By changing underwriting practices, insurance companies can positively impact the environment

The surge in data and increasing AI adoption is an opportunity for insurers to become a catalyst for good. The depth of data now available means quotes can be more personalised than ever before. And by utilising AI to unlock hidden insights faster, personalisation can be offered at scale. This means people will be paying the correct premiums for their situation and can build a policy with exactly the right cover. However, with trust as one of the top motivators between choosing one insurer over another, it’s important to have complete transparency about how data is being collected, used and stored.

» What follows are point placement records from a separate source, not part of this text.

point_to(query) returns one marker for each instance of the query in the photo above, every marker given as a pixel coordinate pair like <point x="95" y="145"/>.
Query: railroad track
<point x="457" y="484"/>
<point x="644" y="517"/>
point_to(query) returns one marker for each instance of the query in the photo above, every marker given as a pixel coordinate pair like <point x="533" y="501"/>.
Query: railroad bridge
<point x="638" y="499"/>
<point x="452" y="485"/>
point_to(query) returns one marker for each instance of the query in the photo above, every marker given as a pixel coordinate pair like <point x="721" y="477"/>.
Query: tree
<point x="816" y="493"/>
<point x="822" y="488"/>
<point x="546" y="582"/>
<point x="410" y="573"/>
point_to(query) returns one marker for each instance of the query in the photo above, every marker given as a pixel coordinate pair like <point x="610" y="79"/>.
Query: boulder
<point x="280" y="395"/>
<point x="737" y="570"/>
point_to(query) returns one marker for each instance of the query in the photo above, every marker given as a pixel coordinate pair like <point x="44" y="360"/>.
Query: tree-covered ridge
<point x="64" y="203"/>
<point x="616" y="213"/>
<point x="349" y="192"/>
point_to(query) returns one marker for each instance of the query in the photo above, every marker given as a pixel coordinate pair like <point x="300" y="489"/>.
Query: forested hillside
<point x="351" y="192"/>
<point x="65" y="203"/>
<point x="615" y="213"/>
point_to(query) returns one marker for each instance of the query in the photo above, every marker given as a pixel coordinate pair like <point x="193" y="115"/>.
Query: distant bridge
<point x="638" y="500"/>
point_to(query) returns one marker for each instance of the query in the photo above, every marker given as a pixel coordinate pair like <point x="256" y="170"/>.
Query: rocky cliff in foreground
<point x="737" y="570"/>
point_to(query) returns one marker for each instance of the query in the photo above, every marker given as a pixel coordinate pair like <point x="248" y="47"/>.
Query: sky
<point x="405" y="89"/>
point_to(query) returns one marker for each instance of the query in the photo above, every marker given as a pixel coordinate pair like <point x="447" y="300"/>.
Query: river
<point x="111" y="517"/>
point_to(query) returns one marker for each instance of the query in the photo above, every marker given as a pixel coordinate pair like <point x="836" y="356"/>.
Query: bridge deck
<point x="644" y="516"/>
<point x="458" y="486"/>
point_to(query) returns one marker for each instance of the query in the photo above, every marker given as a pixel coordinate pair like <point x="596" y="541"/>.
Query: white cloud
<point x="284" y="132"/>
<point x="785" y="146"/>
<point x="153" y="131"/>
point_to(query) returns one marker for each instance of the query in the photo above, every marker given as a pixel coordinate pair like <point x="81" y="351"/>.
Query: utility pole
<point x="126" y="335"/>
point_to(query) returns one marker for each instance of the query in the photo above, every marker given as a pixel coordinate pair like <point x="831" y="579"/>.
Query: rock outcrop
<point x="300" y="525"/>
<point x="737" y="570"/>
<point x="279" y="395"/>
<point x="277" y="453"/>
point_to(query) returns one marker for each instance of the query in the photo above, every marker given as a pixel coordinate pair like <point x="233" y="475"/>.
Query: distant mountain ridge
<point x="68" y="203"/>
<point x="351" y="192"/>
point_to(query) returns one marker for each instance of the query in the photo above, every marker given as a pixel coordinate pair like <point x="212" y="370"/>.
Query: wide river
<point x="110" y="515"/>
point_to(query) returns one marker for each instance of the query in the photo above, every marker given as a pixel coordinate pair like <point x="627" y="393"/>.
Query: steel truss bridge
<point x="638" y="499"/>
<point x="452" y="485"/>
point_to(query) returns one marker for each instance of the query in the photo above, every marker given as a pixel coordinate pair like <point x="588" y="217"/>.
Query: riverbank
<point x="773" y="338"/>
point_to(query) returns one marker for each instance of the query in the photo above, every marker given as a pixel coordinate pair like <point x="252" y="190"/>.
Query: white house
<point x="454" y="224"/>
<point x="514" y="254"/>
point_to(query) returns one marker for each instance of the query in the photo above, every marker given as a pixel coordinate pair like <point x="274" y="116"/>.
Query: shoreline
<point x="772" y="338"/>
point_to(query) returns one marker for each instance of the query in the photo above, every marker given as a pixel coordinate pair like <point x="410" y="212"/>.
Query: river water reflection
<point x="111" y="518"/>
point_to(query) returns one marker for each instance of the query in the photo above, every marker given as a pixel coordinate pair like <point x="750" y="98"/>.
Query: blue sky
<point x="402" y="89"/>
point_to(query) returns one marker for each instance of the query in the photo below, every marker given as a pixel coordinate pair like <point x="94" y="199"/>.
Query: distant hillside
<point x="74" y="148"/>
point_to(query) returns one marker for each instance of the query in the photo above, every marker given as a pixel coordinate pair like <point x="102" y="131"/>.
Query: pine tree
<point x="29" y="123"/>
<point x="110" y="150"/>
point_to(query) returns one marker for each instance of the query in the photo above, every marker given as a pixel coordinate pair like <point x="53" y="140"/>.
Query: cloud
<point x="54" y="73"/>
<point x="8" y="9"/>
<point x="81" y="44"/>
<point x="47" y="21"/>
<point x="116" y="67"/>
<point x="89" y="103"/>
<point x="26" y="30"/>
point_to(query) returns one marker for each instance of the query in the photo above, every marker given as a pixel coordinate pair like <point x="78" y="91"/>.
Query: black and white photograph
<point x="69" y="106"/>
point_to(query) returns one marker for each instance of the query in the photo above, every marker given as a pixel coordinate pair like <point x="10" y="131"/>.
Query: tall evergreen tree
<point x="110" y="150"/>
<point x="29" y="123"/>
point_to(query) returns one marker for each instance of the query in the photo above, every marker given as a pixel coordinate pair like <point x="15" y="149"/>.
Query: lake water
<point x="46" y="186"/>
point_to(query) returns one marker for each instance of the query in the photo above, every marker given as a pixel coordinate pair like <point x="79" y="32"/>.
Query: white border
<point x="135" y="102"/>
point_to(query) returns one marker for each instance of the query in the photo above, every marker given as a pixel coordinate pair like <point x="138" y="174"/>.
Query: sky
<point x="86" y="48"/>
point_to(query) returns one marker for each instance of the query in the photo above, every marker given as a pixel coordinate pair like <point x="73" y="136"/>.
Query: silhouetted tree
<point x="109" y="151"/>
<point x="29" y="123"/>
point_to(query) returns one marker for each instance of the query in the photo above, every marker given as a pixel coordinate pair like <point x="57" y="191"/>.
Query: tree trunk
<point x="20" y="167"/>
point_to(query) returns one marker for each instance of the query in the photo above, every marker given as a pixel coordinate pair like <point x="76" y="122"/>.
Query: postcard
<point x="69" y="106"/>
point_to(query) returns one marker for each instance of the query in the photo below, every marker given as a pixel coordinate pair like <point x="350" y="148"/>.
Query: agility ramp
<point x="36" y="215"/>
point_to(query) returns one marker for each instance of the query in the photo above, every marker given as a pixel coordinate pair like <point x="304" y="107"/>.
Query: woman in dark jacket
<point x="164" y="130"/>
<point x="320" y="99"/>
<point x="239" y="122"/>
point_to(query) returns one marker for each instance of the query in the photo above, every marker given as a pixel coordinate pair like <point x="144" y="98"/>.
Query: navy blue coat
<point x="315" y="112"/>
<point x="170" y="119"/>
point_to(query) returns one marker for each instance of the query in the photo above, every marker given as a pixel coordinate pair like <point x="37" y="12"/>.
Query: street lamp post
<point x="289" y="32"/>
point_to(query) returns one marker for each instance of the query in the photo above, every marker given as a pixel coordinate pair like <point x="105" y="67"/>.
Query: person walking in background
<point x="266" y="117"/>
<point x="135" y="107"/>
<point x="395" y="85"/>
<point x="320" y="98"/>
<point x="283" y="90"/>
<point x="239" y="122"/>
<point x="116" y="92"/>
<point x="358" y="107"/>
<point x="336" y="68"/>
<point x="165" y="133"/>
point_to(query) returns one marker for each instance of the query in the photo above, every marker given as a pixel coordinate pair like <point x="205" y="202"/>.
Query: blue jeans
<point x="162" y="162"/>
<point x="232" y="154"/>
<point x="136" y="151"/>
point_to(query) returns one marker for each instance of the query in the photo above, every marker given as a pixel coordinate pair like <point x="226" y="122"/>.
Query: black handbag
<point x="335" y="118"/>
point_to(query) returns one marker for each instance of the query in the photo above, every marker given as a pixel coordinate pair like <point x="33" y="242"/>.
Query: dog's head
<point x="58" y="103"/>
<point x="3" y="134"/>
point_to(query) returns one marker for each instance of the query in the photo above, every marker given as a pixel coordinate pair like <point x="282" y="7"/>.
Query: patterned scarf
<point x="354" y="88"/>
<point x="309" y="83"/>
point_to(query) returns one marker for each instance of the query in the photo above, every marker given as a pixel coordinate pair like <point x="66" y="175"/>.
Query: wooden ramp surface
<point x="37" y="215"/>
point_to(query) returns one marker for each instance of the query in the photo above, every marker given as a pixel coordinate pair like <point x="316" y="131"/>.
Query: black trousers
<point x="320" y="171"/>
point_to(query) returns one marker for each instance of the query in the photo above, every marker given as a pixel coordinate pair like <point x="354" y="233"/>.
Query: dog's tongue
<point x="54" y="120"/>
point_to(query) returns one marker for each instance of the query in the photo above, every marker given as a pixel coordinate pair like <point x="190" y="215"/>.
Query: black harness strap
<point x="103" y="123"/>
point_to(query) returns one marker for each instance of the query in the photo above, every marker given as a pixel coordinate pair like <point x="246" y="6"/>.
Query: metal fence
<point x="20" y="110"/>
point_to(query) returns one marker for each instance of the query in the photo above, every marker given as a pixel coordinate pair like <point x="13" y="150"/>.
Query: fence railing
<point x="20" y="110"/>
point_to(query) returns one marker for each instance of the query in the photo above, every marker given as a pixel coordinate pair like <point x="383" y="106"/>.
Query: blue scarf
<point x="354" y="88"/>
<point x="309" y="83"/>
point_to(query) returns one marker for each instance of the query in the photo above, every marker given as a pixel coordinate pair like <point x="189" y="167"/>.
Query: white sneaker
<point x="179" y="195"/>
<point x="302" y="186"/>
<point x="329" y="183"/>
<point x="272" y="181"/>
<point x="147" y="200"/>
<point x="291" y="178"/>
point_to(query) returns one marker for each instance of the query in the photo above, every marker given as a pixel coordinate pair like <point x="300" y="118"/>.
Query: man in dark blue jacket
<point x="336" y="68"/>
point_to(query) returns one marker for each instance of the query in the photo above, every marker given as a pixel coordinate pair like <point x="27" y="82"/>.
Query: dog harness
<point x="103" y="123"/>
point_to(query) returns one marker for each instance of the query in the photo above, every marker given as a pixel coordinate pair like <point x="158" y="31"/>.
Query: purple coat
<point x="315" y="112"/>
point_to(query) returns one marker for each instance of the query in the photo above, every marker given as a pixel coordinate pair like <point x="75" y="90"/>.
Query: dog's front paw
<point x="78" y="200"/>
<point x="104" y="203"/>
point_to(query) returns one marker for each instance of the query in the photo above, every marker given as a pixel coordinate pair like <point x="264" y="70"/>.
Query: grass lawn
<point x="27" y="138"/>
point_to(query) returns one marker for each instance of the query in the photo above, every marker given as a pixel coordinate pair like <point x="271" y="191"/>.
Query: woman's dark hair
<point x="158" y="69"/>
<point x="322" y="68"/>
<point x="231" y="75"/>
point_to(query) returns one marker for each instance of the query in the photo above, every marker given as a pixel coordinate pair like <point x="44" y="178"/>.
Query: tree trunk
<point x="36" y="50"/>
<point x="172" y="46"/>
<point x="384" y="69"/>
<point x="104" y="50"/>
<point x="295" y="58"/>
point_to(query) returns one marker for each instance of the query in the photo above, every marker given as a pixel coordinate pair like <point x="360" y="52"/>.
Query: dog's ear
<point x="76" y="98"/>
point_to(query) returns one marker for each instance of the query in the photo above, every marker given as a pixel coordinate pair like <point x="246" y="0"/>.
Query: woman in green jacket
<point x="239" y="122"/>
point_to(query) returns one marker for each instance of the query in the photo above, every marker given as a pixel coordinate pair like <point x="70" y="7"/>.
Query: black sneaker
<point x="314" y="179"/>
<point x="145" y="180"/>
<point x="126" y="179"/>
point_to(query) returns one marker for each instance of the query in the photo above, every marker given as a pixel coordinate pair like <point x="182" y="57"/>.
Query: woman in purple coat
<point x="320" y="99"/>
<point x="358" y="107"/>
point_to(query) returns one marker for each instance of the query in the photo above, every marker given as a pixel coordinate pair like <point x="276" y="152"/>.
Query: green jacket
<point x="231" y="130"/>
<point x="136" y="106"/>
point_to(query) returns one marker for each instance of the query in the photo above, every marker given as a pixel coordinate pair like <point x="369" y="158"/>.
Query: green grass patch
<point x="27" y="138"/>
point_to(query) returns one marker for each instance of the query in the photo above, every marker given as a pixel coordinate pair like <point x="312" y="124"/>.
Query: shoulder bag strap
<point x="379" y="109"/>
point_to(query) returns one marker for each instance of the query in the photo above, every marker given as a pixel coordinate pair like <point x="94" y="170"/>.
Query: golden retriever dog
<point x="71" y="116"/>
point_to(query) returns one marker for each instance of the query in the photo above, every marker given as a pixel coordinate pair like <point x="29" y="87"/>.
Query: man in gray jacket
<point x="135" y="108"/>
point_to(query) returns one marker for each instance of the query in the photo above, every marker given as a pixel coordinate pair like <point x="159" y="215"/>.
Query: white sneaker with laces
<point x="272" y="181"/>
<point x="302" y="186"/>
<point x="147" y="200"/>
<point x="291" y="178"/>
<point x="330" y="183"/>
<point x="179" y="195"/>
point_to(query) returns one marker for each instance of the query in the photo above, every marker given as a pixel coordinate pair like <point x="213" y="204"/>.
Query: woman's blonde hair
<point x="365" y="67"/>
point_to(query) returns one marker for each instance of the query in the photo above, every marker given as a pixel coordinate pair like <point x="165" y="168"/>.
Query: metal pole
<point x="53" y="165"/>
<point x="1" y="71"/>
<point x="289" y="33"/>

Another opportunity for insurance companies is to encourage environmental and societal good by embedding sustainability into their underwriting practices. This could be reducing premiums for insulated homes and EVs, or business insurers offering the construction industry discounts if they apply a green chemistry approach – which reduces pollution and improves overall yield efficiency. Stealing from a different industry, Diageo recently said that when it is looking at product innovation, it always looks for the ‘and’. Meaning that a product innovation only gets developed if it benefits customers, the business AND the environment. Applying this to insurance, ultimately the best claim for all parties is the one that didn’t happen – so by rewarding practices that are better for the environment, encourage safer behaviour or more concrete operations, it’s win/win for everyone.

Some insurers are already designing inclusive products and partnership to give back

Insurers can also design inclusive insurance products and it’s promising to see this already coming to fruition across the insurance landscape. Research into pet insurance shows that it’s the economically strained that are less likely to insure their pets, meaning pets in these households are less likely to get veterinary care when required. Animal Friends Pet Insurance is a great example of an insurance brand giving back, with every policy taken out helping it to support animal charities and conservancies around the world – donating more than £8.5m already. Meanwhile, LV= has partnered with Family Action, to help it support the 60,000 plus families with practical and emotional support at times of crisis, mirroring its role as an insurer.  In a similar vein, MoneySuperMarket and CALM launched a joint campaign to break the taboo that makes it difficult to talk about money worries – which affect our physical and mental health as well as putting strain on our relationships. Our client Simply Business, a small business insurance specialist, has social impact at the heart of everything it does. As a B Corp immersed in the business world, it champions small businesses and has multiple schemes to support entrepreneurs to thrive in challenging circumstances.

The insurance industry has the power to drive effective change in ESG advertising practices

As well as examining their external offerings, insurers must make sure they’re running their business as sustainably as possible. This includes re-imagining their advertising activity. As an industry, insurance is estimated to have spent £253m in advertising in 2024 so far. TV advertising represents 57% of this spend – meaning there’s a huge opportunity to make a difference when adopting sustainable practices. From the ad production – limiting travel, re-using footage, pre-empting future video requirements to using local suppliers – adopting a sustainable-first approach to the creative planning and production can make a huge difference.

Digital also makes up a significant proportion of this spend.  With an estimated 670 grams of CO2 per thousand impressions, at the scale of spend of UK insurance advertisers, this equates to a heavy footprint. Careful selection of digital partners can help reduce this by effective targeting and using lighter-loading assets.

When it comes to media buying, targeted campaigns across all channels will reduce waste. Not only will this lower the emissions of the campaign but will also save media budgets, resulting in both increased efficiency and effectiveness. It’s also important to understand the sway the industry can have on the advertising industry. With advertising powered by the advertisers, applying pressure on media partners to be more accountable across all elements of ESG, will force the media industry to adopt best-practice ESG principles.

Finally, Garm’s Media Carbon Calculator can measure emissions across all media channels. This allows for the off-setting of emissions through investment in reforestation or renewable energy projects as an example.

The opportunities for insurers to be the catalyst for change across all areas of ESG are huge. Designed to support people and businesses at a time of crisis, they can lend their weight to change consumer behaviour, offer more tailored support to people’s unique circumstances and ensure their own business operations and partners uphold high standards.